Je m’approchais près d’elles, je sentais leur odeur. Le parfum devait être fruité et assez léger pour ne pas masquer complètement l’odeur de tabac. Il fallait qu’elles me fassent bander, qu’elles me donnent envie de leur lécher la chatte et de leur fourrer ma bite dans le cul.
Je marchais dans le supermarché jusqu’à en trouver une. Il y en avait toujours une. Et puis je la suivais jusqu’aux caisses.
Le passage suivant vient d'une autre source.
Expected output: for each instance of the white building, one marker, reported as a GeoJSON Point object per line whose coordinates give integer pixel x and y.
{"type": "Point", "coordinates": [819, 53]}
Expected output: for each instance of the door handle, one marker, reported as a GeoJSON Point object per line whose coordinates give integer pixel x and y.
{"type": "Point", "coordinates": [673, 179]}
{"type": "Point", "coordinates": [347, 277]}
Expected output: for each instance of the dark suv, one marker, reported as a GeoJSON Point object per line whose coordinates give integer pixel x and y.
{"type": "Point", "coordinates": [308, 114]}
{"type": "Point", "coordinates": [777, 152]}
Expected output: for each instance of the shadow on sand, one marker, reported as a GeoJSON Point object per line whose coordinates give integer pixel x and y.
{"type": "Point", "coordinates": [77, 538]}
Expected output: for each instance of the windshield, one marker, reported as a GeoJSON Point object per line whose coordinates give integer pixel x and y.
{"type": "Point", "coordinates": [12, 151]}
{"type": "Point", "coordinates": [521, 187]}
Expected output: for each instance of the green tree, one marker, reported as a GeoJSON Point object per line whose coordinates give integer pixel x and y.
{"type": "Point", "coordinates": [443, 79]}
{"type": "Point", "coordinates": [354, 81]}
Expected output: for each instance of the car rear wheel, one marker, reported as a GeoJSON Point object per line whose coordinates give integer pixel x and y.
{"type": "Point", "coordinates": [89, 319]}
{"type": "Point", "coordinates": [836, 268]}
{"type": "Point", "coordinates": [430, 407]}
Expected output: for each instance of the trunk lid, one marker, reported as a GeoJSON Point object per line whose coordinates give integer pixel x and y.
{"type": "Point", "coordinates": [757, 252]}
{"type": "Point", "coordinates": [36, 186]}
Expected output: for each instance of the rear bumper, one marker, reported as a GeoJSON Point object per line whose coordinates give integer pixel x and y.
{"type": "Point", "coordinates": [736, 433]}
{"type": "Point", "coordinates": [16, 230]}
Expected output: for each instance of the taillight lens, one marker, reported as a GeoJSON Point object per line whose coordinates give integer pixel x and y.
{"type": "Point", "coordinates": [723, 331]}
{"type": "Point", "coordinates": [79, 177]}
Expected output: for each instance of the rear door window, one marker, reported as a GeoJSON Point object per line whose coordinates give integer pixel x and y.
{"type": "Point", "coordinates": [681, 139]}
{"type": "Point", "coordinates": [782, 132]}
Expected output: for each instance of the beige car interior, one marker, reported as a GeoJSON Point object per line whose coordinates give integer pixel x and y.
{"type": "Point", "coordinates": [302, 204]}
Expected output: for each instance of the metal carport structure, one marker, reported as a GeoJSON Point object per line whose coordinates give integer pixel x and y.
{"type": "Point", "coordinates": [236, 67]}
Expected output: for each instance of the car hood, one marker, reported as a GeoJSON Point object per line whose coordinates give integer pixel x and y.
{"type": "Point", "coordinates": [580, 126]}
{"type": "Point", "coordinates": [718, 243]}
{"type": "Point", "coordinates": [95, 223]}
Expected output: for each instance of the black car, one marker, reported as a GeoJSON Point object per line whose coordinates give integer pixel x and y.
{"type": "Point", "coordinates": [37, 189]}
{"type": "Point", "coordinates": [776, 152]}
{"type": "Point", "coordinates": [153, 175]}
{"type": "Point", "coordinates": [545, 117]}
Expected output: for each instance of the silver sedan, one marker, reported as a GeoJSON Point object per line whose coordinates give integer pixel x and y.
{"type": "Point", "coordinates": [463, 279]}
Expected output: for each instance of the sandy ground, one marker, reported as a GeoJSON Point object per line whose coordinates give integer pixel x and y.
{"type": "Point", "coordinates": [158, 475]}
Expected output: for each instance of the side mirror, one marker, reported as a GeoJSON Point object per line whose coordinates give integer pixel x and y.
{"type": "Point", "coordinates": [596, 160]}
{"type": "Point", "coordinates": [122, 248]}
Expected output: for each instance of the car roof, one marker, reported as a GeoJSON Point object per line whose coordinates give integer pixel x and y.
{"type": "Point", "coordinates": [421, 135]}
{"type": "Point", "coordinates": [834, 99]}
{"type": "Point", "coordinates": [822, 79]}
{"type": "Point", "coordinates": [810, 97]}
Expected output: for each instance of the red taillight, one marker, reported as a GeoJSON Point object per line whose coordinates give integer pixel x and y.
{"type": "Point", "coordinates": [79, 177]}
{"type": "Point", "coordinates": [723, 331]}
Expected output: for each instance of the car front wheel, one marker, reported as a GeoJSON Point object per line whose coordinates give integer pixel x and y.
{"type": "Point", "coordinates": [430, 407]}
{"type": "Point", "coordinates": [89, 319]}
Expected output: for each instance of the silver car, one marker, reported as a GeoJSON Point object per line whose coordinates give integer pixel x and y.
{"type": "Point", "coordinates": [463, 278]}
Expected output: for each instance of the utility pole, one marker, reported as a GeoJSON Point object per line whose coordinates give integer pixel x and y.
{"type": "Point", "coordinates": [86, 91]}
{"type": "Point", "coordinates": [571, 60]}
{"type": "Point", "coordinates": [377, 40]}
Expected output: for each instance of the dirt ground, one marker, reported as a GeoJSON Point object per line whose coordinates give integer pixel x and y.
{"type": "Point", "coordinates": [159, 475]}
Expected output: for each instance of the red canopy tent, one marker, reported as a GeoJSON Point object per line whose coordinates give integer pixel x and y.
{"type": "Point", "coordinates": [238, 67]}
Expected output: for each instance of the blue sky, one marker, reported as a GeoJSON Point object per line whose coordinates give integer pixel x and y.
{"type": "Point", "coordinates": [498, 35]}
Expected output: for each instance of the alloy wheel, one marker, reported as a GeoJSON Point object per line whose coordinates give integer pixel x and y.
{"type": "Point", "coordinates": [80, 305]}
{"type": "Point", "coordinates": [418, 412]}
J’enregistrais tous les détails, sa manière de respirer, son odeur. Je me tenais assez proche pour pouvoir faire ça. Mais je ne leur parlais pas et ne les touchais pas. J’accumulais des informations que je gardais en mémoire jusqu’au soir. Je me formais d’elle l’image la plus complète possible.
Avant de retourner à la maison, quelquefois, je regardais leurs voitures et je recopiais leurs plaques minéralogiques.